Quatrième Chambre, 24 septembre 2024 — 22/10378

Fait droit à une partie des demandes du ou des demandeurs sans accorder de délais d'exécution au défendeur Cour de cassation — Quatrième Chambre

Texte intégral

TRIBUNAL JUDICIAIRE DE LYON

Quatrième Chambre

N° RG 22/10378 - N° Portalis DB2H-W-B7G-XJQA

Jugement du 24 Septembre 2024

Minute Numéro :

Notifié le :

1 Grosse et 1 Copie à

Me Delphine BOURGEON, vestiaire : 928

Me Valérie ORHAN-LELIEVRE de la SELARL SAINT-EXUPERY AVOCATS, vestiaire : 716

Copie Dossier RÉPUBLIQUE FRANÇAISE AU NOM DU PEUPLE FRANÇAIS

Le Tribunal judiciaire de LYON, statuant publiquement et en premier ressort, a rendu par mise à disposition au greffe, en son audience de la Quatrième chambre du 24 Septembre 2024 le jugement contradictoire suivant,

Après que l’instruction eut été clôturée le 12 Mars 2024, et que la cause eut été débattue à l’audience publique du 28 Mai 2024 devant :

Président : Véronique OLIVIERO, Vice-Président Siégeant en formation Juge Unique Greffier : Karine ORTI

Et après qu’il en eut été délibéré par le magistrat ayant assisté aux débats dans l’affaire opposant :

DEMANDEUR

Monsieur [X] [S] né le [Date naissance 1] 1976 à [Localité 8] - TUNISIE [Adresse 4] [Localité 7]

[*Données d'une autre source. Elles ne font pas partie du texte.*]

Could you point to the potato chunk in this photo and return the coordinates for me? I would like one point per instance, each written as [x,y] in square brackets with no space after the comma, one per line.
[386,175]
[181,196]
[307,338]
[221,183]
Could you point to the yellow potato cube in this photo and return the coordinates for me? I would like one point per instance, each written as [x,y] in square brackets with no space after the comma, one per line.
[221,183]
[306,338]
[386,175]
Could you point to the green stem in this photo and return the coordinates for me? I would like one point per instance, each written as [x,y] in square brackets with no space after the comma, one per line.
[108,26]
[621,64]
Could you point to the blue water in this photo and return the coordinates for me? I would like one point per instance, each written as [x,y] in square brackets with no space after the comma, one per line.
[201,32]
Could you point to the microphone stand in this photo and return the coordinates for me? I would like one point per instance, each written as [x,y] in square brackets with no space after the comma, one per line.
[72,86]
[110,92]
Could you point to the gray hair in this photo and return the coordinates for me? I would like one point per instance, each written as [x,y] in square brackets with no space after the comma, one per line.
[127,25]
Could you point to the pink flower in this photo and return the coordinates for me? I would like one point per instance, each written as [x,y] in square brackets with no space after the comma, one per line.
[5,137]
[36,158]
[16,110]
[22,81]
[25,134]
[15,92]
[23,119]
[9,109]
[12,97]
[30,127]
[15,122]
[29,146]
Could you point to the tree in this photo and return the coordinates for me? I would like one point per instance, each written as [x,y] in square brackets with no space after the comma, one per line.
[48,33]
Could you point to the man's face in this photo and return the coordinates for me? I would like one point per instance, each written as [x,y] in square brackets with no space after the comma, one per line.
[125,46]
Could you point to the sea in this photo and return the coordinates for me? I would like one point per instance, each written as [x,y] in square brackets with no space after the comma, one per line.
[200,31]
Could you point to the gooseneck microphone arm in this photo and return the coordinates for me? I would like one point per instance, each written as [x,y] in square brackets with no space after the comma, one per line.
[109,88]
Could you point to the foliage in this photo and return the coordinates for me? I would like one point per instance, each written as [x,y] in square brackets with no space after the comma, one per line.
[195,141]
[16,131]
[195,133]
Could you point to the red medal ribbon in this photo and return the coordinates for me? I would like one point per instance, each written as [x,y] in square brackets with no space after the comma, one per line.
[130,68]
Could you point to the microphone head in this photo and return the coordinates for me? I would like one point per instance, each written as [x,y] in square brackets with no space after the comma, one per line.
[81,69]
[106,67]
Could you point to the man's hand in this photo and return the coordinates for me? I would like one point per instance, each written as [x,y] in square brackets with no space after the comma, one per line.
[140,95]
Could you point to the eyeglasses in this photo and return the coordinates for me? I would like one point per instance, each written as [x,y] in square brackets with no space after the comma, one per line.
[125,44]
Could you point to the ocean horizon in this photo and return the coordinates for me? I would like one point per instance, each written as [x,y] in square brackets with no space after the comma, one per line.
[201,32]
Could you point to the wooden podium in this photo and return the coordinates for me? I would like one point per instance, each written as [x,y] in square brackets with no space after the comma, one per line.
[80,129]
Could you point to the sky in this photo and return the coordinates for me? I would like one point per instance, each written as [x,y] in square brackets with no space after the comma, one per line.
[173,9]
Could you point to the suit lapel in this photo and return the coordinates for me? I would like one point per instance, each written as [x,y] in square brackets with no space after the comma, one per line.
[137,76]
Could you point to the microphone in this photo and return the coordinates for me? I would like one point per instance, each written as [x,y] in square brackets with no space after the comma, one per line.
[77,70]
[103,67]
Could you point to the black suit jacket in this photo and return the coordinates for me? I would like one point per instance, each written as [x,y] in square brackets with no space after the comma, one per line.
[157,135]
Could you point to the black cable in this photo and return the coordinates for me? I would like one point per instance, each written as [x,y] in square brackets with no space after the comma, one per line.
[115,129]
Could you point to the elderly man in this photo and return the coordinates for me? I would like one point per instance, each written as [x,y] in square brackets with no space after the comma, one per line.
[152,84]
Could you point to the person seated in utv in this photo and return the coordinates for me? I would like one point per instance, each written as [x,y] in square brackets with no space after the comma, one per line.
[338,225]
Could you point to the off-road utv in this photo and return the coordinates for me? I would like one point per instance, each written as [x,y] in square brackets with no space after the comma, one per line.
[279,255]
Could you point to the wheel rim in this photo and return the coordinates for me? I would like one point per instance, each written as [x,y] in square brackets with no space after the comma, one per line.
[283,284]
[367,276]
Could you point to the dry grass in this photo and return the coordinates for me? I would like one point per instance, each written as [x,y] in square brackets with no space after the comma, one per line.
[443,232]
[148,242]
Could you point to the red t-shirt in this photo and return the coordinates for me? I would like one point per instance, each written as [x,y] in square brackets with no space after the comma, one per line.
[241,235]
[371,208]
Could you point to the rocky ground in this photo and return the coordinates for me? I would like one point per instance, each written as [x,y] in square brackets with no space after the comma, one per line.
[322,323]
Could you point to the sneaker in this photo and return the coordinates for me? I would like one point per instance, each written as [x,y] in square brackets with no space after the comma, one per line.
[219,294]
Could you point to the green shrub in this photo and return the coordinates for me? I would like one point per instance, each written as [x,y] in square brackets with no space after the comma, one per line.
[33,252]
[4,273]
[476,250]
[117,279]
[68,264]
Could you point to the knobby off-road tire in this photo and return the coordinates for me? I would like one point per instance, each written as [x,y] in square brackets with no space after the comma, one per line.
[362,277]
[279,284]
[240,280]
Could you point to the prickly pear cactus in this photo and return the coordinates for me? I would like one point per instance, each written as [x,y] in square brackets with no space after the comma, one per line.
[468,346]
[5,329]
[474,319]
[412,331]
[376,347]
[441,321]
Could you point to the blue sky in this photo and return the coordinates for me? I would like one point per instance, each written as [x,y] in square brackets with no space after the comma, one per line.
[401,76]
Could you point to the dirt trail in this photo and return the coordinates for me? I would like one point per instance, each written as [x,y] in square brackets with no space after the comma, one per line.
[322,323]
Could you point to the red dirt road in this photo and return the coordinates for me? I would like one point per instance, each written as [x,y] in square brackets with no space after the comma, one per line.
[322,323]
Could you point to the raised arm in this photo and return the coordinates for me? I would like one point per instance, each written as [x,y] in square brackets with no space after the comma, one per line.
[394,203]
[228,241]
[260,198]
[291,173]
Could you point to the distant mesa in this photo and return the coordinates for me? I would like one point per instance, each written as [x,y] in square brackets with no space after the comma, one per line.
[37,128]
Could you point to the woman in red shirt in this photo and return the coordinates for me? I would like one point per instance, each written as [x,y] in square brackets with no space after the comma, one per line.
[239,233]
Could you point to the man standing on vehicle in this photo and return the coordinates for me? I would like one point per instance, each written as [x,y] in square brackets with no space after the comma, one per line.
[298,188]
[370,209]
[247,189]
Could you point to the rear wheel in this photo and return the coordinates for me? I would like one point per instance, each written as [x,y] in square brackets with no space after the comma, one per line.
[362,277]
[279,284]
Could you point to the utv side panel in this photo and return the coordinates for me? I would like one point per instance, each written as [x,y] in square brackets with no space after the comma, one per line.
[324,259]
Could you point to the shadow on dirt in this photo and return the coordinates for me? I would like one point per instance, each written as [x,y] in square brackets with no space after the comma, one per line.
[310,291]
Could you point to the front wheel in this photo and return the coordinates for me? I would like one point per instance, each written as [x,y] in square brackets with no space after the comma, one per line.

représenté par Maître Delphine BOURGEON, avocat au barreau de LYON

DEFENDERESSE

La MUTUELLE ASSURANCE INSTITUTEUR FRANCE venant aux droits de FILIA MAIF, société d’assurance mutuelle, prise en la personne de son représentant légal en exercice dont le siège social est [Adresse 2] [Localité 3]

représentée par Maître Valérie ORHAN-LELIEVRE de la SELARL SAINT-EXUPERY AVOCATS, avocats au barreau de LYON, avocat postulant, Maître Emeric DESNOIX de la SELARL CABINETS DESNOIS, avocats au barreau de TOURS, avocat plaidant EXPOSE DU LITIGE

Monsieur [X] [S] a souscrit deux contrats d’assurance automobile auprès de la MAIF : Le 19 février 2021, avec effet au 3 février 2021, pour un véhicule Peugeot Expert immatriculé [Immatriculation 5] Le 21 décembre 2021, pour un véhicule Peugeot Partner immatriculé [Immatriculation 6]. Le 9 mai 2022, les deux camionnettes ont été incendiées sur le parking de la résidence familiale, située à [Localité 7]. Monsieur [S] a déposé plainte le jour même, puis il a déclaré le sinistre à l’assureur.

Par courriel du 19 août 2022, la MAIF a dénié sa garantie, en raison des incohérences mises en évidence dans les rapports d’expertise amiable achevés le 18 août 2022.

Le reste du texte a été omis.